Welcome to the faculty resources page for CAS. We encourage faculty to invite students to visit the Center for Academic Success. From first-year writing to advanced calculus, a nudge in our direction from a caring faculty member shows students that learning is a collaborative process. For faculty professional development, review the resources we’ve created for you. We believe in succeeding together.
Please feel free to copy and paste or amend the following blurb to your syllabus:
The Center for Academic Success (CAS) supports all students throughout their educational journey. You are encouraged to visit a CAS tutor for STEM, social science, or writing tutoring early in the semester. The academic services CAS provides are inclusive, engaging, challenging, and impactful. CAS tutors offer a one-on-one opportunity to discuss your assignments and will provide you with tools to become an independent scholar. The appointments are 30 minutes long. Log on to the Student Success Collaborative portal to make an appointment online.
Email Statement for Students
Unclear emails from students are an evergreen topic among faculty.
Feel free to copy, paste, or amend the following into your syllabus or CANVAS shell:
8 Tips for Emailing Your Professor
#1. Know your audience and purpose. Thinking about who will read your email and why you are sending the email will make writing easier.

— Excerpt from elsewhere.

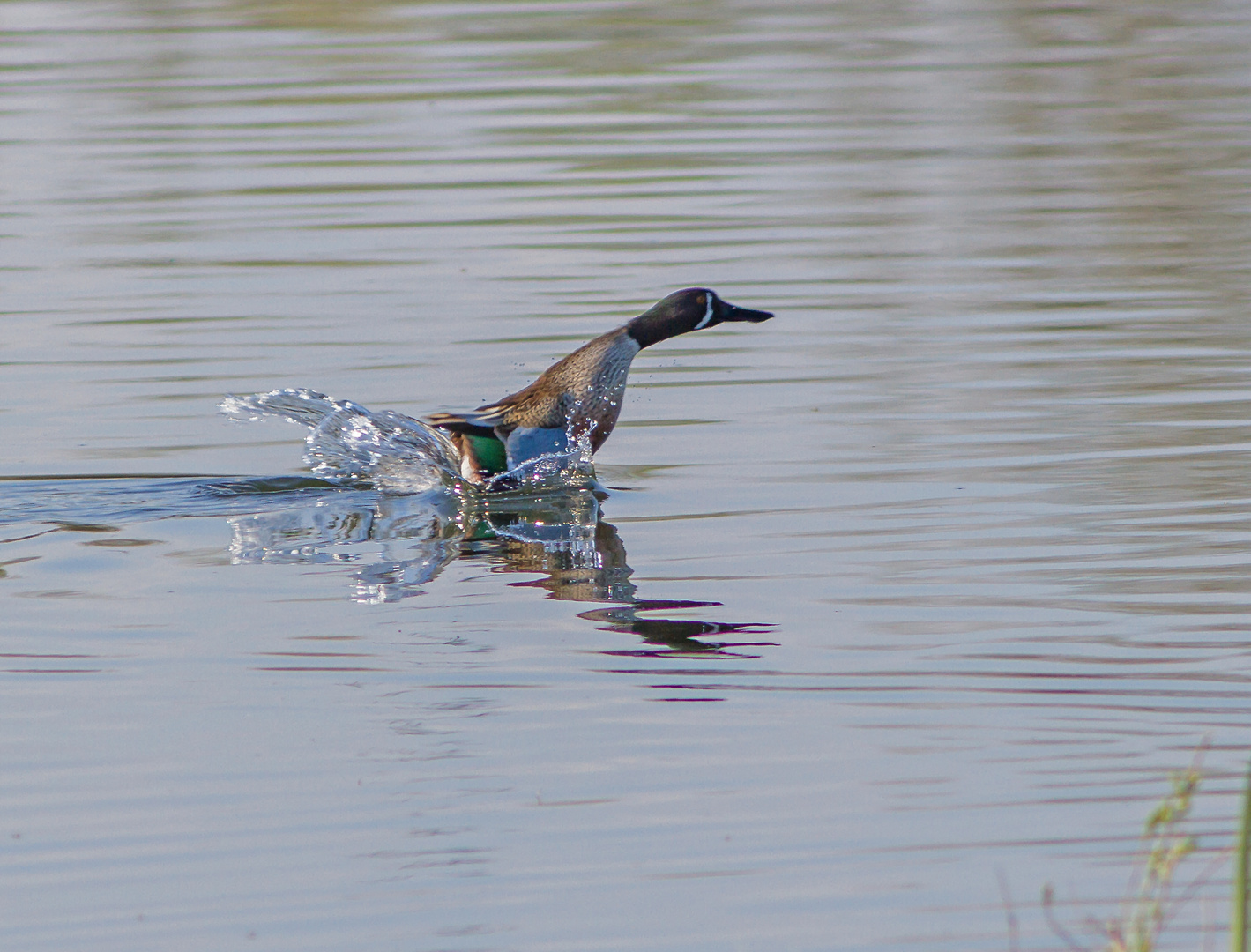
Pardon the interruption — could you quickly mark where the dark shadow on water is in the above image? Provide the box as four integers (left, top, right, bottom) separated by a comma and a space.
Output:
0, 477, 772, 658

#2. Create a searchable subject line. Adding your name, the course number and section, and the primary purpose of the email helps the recipient find and address the email quickly. Consider this example: Absence for Jane Smith ENGL 1010-02 for March 15, 2020.

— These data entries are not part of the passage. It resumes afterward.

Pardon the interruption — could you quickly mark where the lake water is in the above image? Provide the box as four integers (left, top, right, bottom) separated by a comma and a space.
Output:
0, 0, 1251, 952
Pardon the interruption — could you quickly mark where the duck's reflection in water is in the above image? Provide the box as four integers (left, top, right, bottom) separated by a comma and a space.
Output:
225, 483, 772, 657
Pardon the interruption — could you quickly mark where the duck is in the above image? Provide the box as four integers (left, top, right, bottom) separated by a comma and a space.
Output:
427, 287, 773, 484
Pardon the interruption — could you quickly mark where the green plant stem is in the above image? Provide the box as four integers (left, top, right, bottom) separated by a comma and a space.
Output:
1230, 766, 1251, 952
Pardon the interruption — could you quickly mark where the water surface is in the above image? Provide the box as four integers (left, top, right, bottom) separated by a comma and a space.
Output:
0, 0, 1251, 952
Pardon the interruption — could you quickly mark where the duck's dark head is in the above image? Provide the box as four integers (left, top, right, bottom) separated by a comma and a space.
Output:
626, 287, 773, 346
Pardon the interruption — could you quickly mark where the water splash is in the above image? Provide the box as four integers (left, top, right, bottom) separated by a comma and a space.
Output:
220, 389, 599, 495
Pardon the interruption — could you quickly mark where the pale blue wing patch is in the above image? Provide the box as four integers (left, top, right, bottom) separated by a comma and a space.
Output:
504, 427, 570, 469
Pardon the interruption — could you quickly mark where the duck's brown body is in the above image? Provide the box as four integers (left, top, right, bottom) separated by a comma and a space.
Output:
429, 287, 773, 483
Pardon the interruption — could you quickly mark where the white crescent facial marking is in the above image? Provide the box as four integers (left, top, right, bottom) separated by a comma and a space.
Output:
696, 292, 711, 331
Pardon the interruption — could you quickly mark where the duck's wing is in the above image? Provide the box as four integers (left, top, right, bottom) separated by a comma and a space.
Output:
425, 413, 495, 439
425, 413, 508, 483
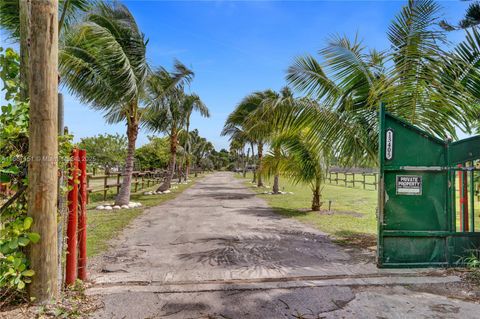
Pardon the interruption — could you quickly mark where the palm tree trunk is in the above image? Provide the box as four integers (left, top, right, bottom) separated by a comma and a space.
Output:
177, 160, 183, 184
243, 149, 250, 178
272, 147, 280, 194
157, 129, 177, 192
115, 118, 138, 206
185, 155, 190, 182
272, 174, 280, 194
183, 122, 190, 182
312, 178, 322, 212
257, 143, 263, 187
250, 143, 257, 183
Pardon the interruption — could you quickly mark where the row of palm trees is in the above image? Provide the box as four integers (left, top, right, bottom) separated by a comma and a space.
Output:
0, 0, 209, 205
222, 0, 480, 210
55, 2, 209, 205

#3. Address your professor in a professional manner. Including an appropriate title, such as Dr. or Professor, sets a professional tone.

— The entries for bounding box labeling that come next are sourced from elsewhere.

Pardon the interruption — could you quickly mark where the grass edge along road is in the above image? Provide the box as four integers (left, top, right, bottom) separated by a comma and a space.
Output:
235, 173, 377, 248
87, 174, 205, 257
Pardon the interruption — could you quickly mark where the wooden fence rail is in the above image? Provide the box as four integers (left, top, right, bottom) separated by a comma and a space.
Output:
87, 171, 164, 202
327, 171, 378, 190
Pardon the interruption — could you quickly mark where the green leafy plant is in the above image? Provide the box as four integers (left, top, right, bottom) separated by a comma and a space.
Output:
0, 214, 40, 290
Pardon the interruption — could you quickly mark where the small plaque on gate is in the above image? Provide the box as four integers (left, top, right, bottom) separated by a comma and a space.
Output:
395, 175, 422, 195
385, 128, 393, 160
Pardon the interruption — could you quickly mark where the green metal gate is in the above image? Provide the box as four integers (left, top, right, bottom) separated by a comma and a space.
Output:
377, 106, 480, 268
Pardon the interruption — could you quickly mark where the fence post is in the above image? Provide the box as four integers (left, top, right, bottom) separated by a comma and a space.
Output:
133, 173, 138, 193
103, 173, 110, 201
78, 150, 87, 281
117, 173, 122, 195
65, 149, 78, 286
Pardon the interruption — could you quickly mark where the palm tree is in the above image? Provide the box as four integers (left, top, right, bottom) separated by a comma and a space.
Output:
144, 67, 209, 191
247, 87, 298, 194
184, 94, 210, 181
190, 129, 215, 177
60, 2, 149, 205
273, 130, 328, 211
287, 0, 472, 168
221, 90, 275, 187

#4. Stick to one or two topics per email. Reading long texts can be overwhelming; stick to the point.
#5. Ask for a response (if you need one). Using a question in the body of the email or adding a farewell line that simply states “a response is appreciated” is a way of requesting a response.
#6. Revise your work. Checking for proper spelling and punctuation is essential. Remember that an email doesn’t use the same conventions as a text.
#7. Think before you click. Check your syllabus or talk to a peer before sending an email. Sometimes the answer to your question is found in your syllabus. For sensitive issues, try your professor’s office hours instead of sending an email.
#8. Always use your Cal State LA account when sending an email.
How to Make an Appointment
Proof of Visit
A) Whether a tutoring session takes place virtually or in-person, CAS encourages faculty to assign a short reflection piece on the tutoring experience. Short, low-stakes writing assignments enhance writing abilities.
B) Students receive an email with their appointment date and time. This email can be forwarded to you as proof of the visit.
C) Students who use in-person tutoring services in the Writing Wing and Tutorial Wing of CAS may request a stamp from the tutor as proof of visit.